Health Plan Participation in the Medicare Advantage Market
Authors: Emily Adrion, Brad Herring
The payment and regulatory policies facing Medicare managed care plans have changed considerably over time, but rather than being evidence-based, these policy changes have often been politically motivated. Modifications to payment policies facing Medicare managed care plans, such as those in the 2010 Affordable Care Act (ACA), have generated fears of health insurance market instability. Many often predict that plans, when faced with lower payment rates, will pull out of the market causing disruptions in coverage and leaving Medicare beneficiaries without access to private plans. The purpose of this paper is to examine the empirical relationship between Medicare Advantage (MA) plan participation and MA payment rates, as well as the relationship between MA plan participation and other market characteristics.
Using Centers for Medicare and Medicaid Services (CMS) MA Contract, Enrollment, and Rate Calculation data files for years 2008 and 2011, along with other secondary data, we examine county-level MA plan participation using three approaches: cross-sectional logistic regressions for plan participation at a point in time; first-difference multinomial logit regressions for plan entry and exit; and first-difference OLS regressions for changes in county MA penetration. County benchmark payment rates and other market characteristics are key explanatory variables, along with interactions between the benchmark rate and plan profit status and plan type.

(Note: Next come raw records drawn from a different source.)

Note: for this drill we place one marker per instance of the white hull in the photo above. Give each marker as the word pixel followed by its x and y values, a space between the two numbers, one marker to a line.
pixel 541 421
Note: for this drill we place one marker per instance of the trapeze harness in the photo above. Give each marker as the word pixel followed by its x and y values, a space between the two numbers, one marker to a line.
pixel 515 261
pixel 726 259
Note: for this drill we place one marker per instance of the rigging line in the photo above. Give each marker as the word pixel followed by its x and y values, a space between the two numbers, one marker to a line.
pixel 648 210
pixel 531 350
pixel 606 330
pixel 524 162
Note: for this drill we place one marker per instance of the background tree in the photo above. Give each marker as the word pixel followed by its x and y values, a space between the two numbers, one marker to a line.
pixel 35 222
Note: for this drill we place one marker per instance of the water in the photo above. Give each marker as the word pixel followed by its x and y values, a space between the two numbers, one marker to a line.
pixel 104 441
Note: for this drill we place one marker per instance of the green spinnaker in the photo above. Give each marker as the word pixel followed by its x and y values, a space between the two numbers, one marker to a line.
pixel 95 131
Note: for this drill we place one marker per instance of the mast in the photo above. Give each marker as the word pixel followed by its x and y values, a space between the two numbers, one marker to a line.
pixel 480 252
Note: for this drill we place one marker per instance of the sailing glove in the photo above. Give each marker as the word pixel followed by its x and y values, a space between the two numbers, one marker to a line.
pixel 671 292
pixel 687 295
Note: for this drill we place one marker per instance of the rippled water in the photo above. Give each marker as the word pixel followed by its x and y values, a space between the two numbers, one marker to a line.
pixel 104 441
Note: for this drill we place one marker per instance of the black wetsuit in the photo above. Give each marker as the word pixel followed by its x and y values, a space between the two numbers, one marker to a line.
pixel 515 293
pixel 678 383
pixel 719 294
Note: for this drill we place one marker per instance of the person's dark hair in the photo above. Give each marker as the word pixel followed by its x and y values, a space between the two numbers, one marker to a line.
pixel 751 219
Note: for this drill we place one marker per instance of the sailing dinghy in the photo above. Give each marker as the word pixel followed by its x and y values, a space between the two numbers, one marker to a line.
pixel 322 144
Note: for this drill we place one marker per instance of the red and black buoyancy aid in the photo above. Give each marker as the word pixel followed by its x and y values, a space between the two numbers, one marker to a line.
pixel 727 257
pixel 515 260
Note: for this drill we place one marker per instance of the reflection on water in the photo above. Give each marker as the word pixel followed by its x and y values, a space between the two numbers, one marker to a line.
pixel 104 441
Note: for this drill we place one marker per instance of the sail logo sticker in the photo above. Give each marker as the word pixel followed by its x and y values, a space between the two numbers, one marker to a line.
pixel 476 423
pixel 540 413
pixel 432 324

Our findings indicate that a 10.1 percentage point (or two standard deviation) reduction in the relative benchmark rate (defined as the ratio of the county benchmark rate to average per-capita costs under fee-for-service Medicare in a county) between 2008 and 2011 was associated with a 2 percentage point lower predicted probability of plan entry (i.e., 66% vs. 68%) and a 2 percentage point higher predicted probability of plan exit (i.e., 66% vs. 64%) compared to the predicted probability of entry and exit at the mean change in the relative benchmark rate of -2.5 percentage points. We also find that the relationship between the benchmark rate and plan participation is stronger among for-profit plans as compared to nonprofit plans and that plan participation is higher in areas with less-concentrated hospital markets and by plans already participating in non-MA markets in an area.
Our results uniformly suggest that there was a positive and statistically significant association between the relative benchmark rate and plan participation over the study period; these findings hold both across counties at a point in time and within counties over time. However, predicted probability calculations for market entry and exit from 2008 to 2011 show that changes in the relative benchmark rate were associated with relatively modest changes in plan participation.
MedPAC has consistently recommended that MA benchmarks be lowered to be on equal footing with fee-for-service Medicare. However, insurance industry representatives have countered that MA plans would not survive that level of payment cuts and would be forced to exit the market. We conclude that the magnitude of the relationship between benchmark rates and plan participation is not as strong as perhaps conventionally believed.